Division of Digestive Diseases, St Mary's Hospital, Imperial College London, London, UK; Department of Infectious Disease Epidemiology, School of Public Health, Imperial College London, London, UK.
Division of Digestive Diseases, St Mary's Hospital, Imperial College London, London, UK.
Lancet Infect Dis. 2016 Dec;16(12):1399-1408. doi: 10.1016/S1473-3099(16)30204-3. Epub 2016 Sep 13.
Despite the existence of effective prevention and treatment interventions, hepatitis B virus (HBV) infection continues to cause nearly 1 million deaths each year. WHO aspires to global control and elimination of HBV infection. We aimed to evaluate the potential impact of public health interventions against HBV, propose targets for reducing incidence and mortality, and identify the key developments required to achieve them.
We developed a simulation model of the global HBV epidemic, incorporating data on the natural history of HBV, prevalence, mortality, vaccine coverage, treatment dynamics, and demographics. We estimate the impact of current interventions and scaling up of existing interventions for prevention of infection and introducing wide-scale population screening and treatment interventions on the worldwide epidemic.

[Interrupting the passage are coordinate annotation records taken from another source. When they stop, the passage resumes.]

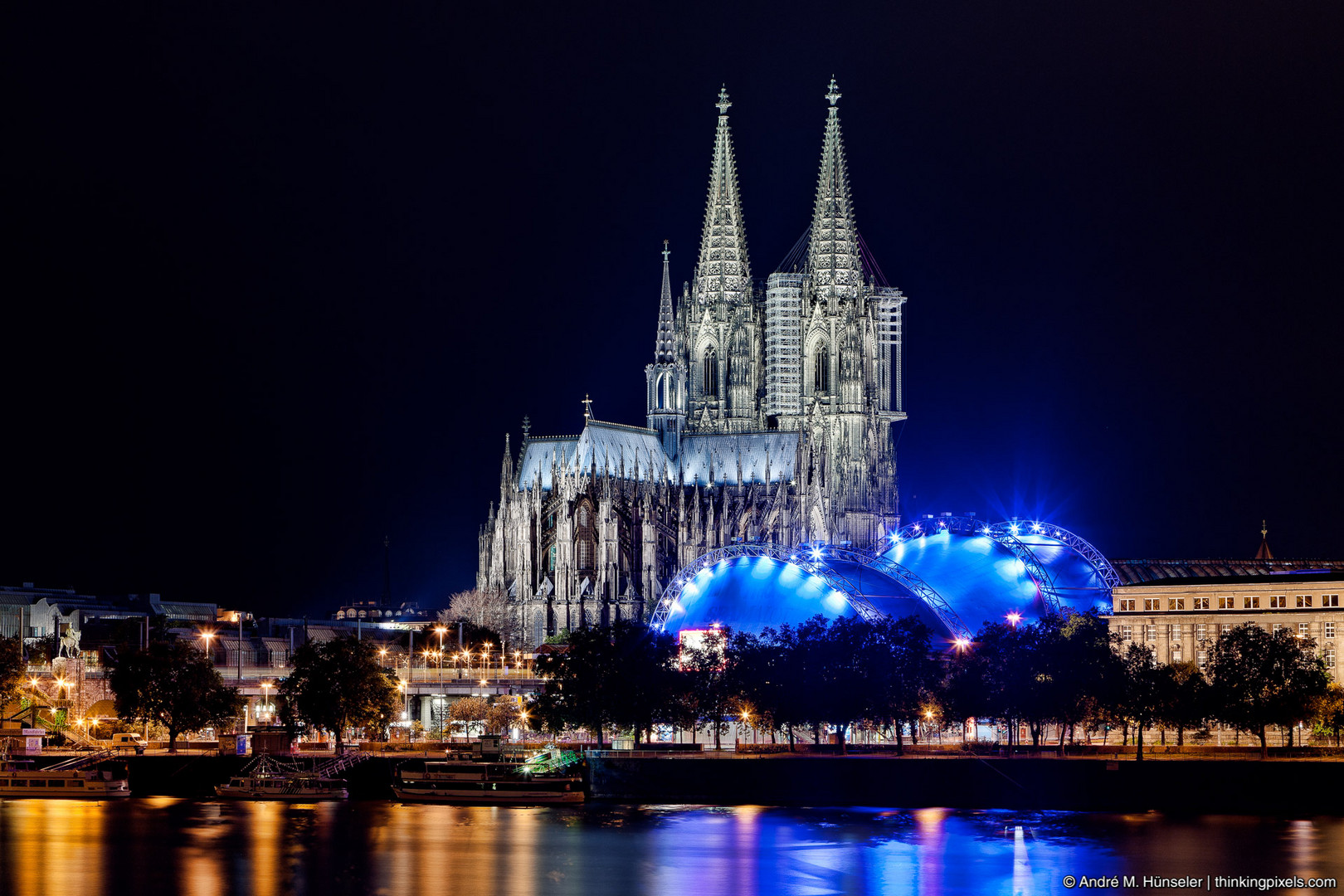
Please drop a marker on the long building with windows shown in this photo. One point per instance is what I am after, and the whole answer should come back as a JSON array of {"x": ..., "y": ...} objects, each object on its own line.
[
  {"x": 1181, "y": 617},
  {"x": 769, "y": 416}
]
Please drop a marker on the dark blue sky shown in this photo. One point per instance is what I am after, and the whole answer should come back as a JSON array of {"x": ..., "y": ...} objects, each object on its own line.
[{"x": 279, "y": 282}]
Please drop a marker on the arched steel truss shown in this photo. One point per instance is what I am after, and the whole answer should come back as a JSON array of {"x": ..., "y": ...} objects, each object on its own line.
[
  {"x": 1010, "y": 535},
  {"x": 912, "y": 582},
  {"x": 800, "y": 558}
]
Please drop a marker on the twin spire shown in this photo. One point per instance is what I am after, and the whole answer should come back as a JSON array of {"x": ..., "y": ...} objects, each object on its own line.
[
  {"x": 723, "y": 273},
  {"x": 665, "y": 348},
  {"x": 834, "y": 250}
]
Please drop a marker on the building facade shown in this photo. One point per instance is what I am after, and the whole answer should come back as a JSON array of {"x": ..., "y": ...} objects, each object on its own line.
[
  {"x": 769, "y": 412},
  {"x": 1181, "y": 618}
]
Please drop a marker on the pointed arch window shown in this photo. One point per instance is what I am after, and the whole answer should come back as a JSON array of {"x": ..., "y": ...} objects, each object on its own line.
[{"x": 821, "y": 371}]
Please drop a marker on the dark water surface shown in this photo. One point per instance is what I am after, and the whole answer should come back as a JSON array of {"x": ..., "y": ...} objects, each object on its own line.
[{"x": 151, "y": 846}]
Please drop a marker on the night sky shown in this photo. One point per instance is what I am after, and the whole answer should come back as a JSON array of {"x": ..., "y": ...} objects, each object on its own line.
[{"x": 279, "y": 282}]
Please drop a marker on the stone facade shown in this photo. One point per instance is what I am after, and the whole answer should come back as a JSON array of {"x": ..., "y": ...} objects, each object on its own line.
[
  {"x": 769, "y": 418},
  {"x": 1181, "y": 618}
]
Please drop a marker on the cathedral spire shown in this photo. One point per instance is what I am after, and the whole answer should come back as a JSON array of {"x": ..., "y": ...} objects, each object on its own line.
[
  {"x": 665, "y": 349},
  {"x": 723, "y": 273},
  {"x": 834, "y": 253}
]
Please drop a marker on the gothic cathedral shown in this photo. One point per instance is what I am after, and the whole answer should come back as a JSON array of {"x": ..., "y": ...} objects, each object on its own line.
[{"x": 769, "y": 419}]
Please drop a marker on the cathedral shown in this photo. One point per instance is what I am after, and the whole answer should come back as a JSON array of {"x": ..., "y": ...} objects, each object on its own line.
[{"x": 769, "y": 419}]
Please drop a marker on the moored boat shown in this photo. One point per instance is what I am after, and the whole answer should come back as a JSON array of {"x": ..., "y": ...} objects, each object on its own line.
[
  {"x": 487, "y": 778},
  {"x": 266, "y": 778},
  {"x": 75, "y": 778}
]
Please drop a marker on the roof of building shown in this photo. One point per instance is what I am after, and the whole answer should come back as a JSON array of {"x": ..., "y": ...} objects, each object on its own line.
[
  {"x": 611, "y": 448},
  {"x": 1214, "y": 571},
  {"x": 719, "y": 453}
]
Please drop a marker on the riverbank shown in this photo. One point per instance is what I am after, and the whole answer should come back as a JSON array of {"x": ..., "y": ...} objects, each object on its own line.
[
  {"x": 1086, "y": 785},
  {"x": 1191, "y": 785}
]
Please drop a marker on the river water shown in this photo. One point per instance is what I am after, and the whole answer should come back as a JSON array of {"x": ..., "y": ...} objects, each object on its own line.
[{"x": 149, "y": 846}]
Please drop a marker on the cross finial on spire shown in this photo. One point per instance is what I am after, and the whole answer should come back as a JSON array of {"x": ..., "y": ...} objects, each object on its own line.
[{"x": 835, "y": 90}]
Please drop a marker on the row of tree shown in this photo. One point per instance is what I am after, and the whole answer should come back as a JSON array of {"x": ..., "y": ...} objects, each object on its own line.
[{"x": 1064, "y": 672}]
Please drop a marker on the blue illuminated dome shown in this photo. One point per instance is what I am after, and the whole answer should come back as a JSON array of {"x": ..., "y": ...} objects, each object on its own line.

Vaccination of infants and neonates is already driving a large decrease in new infections; vaccination has already prevented 210 million new chronic infections by 2015 and will have averted 1·1 million deaths by 2030. However, without scale-up of existing interventions, our model showed that there will be a cumulative 63 million new cases of chronic infection and 17 million HBV-related deaths between 2015 and 2030 because of ongoing transmission in some regions and poor access to treatment for people already infected. A target of a 90% reduction in new chronic infections and 65% reduction in mortality could be achieved by scaling up the coverage of infant vaccination (to 90% of infants), birth-dose vaccination (to 80% of neonates), use of peripartum antivirals (to 80% of hepatitis B e antigen-positive mothers), and population-wide testing and treatment (to 80% of eligible people). These interventions would avert 7·3 million deaths between 2015 and 2030, including 1·5 million cases of cancer deaths. An elimination threshold for incidence of new chronic infections would be reached by 2090 worldwide. The annual cost would peak at US$7·5 billion worldwide ($3·4 billion in low-income and lower-middle-income countries), but decrease rapidly and this would be accelerated if a cure is developed.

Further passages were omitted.